Many service providers, like America Online and Prodigy, offer parental blocking features to customers. Becuase this has been requested by paying parent customers, these service providers have an incentive to do it correctly (1).
The big four online providers, America Online, Prodigy, Compuserve and Microsoft Internet Explorer, all have different options for parents. Most of the services are free and require no additional software, although a few offer it to parents at an extra cost.
In AOL kids 12 and under cannot send or receive Instant Messages (online current conversations between two people) or access member-created chat rooms or private rooms. Kids can also only send and receive text-only e-mail and parents can block all Internet e-mail. With the Internet, parents have the option of "Acces Only Kid Approved Sites" - sites that are deemed age-appropriate for kids ages 6-12 by Microsystem, Inc., a company that regulary monitors and updates these sites.
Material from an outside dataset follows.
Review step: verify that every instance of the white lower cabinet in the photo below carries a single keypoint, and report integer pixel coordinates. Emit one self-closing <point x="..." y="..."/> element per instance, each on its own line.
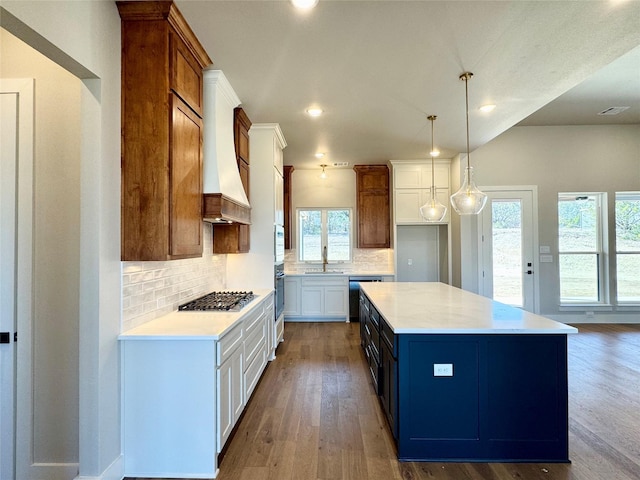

There is also a different setting for teens(4).
Prodigy offers parents the opportunity to control their child's access to bulletin boards, chat rooms or newsgroups. It can also block all access to the web. It offers kids and teens chat rooms as well as a special web area exclusively for kids and teens. Prodigy makes CyberPatrol (a filtering software) available for an additional cost(4).
With Compuserve parents can control areas in which each member of the family can enter using their own password. No chat areas are available for children, and parents can have all e-mail sent to them first for screening. Compuserve makes CyberPatrol (a filtering software) avialable to its members (4).
Microsoft Internet Explorer
Microsoft Internet Explorer allows parents to block access to a site based on a number of content categories such as violence, nudity or adult language. Parents can add or take away any categories they would like (4).